Auch die EU pickt Rosinen – Der Alptransitverkehr zeigt, wie doppelbödig das «vereinte» Europa ist

Wenn in der EU von der Schweiz die Rede ist, werden nicht nur die schönen Berge oder die pünktliche Eisenbahn genannt. Wir seien Rosinenpicker, weil wir nicht offizielles Mitglied des Gemeinschaftsprojekts namens EU, aber trotzdem Teil Europas sein wollen. Einfach nur mit den Vorteilen. Aus Europa kam kürzlich sogar die Botschaft, dass die Schweiz die Menschenrechte verletze, weil ihre Gerichte Klagen bezüglich Klimaschutz nicht zulassen würden. Nicht die EU, aber der Europäische Gerichtshof für Menschenrechte hat so geurteilt, nachdem eine von Greenpeace orchestrierte Klage, getarnt als Anliegen von rührigen Seniorinnen, an den Gerichtshof gelangt war.

Wer wirklich für den Klimaschutz einsteht, hört und schaut bei solchen Dingen etwas genauer hin – und stellt fest, dass kein Gericht feststellen kann, wessen C02-Ausstoss nun genau für jene Erwärmung zuständig ist, die den Seniorinnen in der Schweiz zu schaffen macht. Dass sich Klimagase nicht an Landesgrenzen halten, spielt aber keine Rolle, wenn es um «Urteile mit Signalwirkung», also um reine Symbolpolitik geht. Dann sind grosse Worte und Aufmerksamkeit wichtig, es gewinnt die heisse Luft über den wirklichen Kampf gegen die Klimaerwärmung.

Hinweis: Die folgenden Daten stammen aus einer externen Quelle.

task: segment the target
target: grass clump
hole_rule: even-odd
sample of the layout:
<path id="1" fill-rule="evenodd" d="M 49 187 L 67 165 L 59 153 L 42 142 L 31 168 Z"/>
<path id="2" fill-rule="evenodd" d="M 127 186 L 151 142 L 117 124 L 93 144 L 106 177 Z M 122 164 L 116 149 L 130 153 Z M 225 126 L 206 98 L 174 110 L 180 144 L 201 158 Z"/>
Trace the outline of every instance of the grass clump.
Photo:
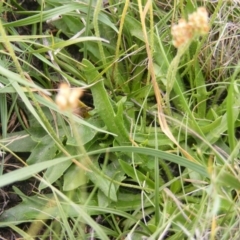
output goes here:
<path id="1" fill-rule="evenodd" d="M 237 4 L 2 2 L 1 237 L 238 239 Z"/>

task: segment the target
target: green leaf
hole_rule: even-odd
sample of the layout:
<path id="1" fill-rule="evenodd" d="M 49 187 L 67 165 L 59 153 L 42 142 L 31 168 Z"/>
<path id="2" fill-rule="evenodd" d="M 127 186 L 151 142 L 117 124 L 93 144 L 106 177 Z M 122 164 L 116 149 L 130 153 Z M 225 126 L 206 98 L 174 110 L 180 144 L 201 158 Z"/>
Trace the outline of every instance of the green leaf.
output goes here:
<path id="1" fill-rule="evenodd" d="M 119 163 L 123 169 L 123 171 L 130 176 L 132 179 L 134 179 L 136 182 L 139 181 L 139 185 L 143 186 L 144 182 L 146 183 L 146 185 L 144 185 L 147 188 L 151 188 L 154 189 L 154 182 L 149 179 L 149 177 L 145 176 L 143 173 L 141 173 L 140 171 L 134 169 L 131 165 L 129 165 L 128 163 L 119 160 Z"/>
<path id="2" fill-rule="evenodd" d="M 95 167 L 99 168 L 98 166 Z M 94 183 L 94 185 L 97 186 L 105 194 L 106 197 L 110 198 L 112 201 L 117 201 L 117 189 L 111 181 L 104 178 L 103 176 L 100 176 L 97 173 L 90 172 L 86 174 Z"/>
<path id="3" fill-rule="evenodd" d="M 46 135 L 32 150 L 27 163 L 34 164 L 46 161 L 47 159 L 53 159 L 56 156 L 57 149 L 57 145 L 53 139 L 49 135 Z"/>
<path id="4" fill-rule="evenodd" d="M 63 191 L 71 191 L 88 182 L 86 172 L 75 164 L 63 176 Z"/>
<path id="5" fill-rule="evenodd" d="M 45 162 L 36 163 L 31 166 L 23 167 L 21 169 L 12 171 L 10 173 L 6 173 L 0 176 L 0 187 L 4 187 L 16 181 L 21 181 L 23 179 L 27 179 L 32 177 L 34 174 L 37 174 L 46 168 L 61 164 L 63 162 L 70 161 L 76 156 L 71 157 L 63 157 L 63 158 L 56 158 L 54 160 L 47 160 Z"/>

Dabei engagiert sich die Schweiz schon seit Jahrzehnten für ein europäisches und vertraglich vereinbartes Gemeinschaftsprojekt, das für die Umwelt und für das Klima sinnvoll wäre. Aber eben nur wäre. Die europäischen Nachbarn, allen voran Deutschland, haben sich in diesem Projekt noch nicht bewegt, während die Schweiz zig Milliarden investiert, Tunnels gebaut und eine Alpentransversale geschaffen hat, damit sehr viele Güter auf der Schiene von den Häfen an der Ostsee bis nach Italien transportiert werden könnten. Wenn es denn solche Güter gäbe. Sie können die NEAT gar nicht auf der Schiene erreichen, weil die Schienenkorridore in den Nachbarländern nicht bereit sind. In Deutschland ist in dieser Sache noch gar nichts passiert, und es sieht nicht so aus, als hätten unsere nördlichen Nachbarn überhaupt irgendein Interesse, sich an diese vertraglich festgehaltenen Pflichten zu erinnern. In Italien wurde der Ausbau der Zulaufstrecken zur NEAT in Angriff genommen, als die Schweiz Geld schickte. Das brachte Schweizer Verkehrspolitiker kürzlich auf eine Idee: Wenn das mit dem Geld in Italien klappte, könnte es ja auch in Frankreich funktionieren. Die Schweiz soll sich finanziell daran beteiligen, eine Zugstrecke durch Frankreich und Belgien auszubauen, damit man nicht auf das lethargische Deutschland warten muss und sich unsere Milliardeninvestitionen in ein eigentlich gemeinschaftliches Vorhaben doch noch gelohnt haben.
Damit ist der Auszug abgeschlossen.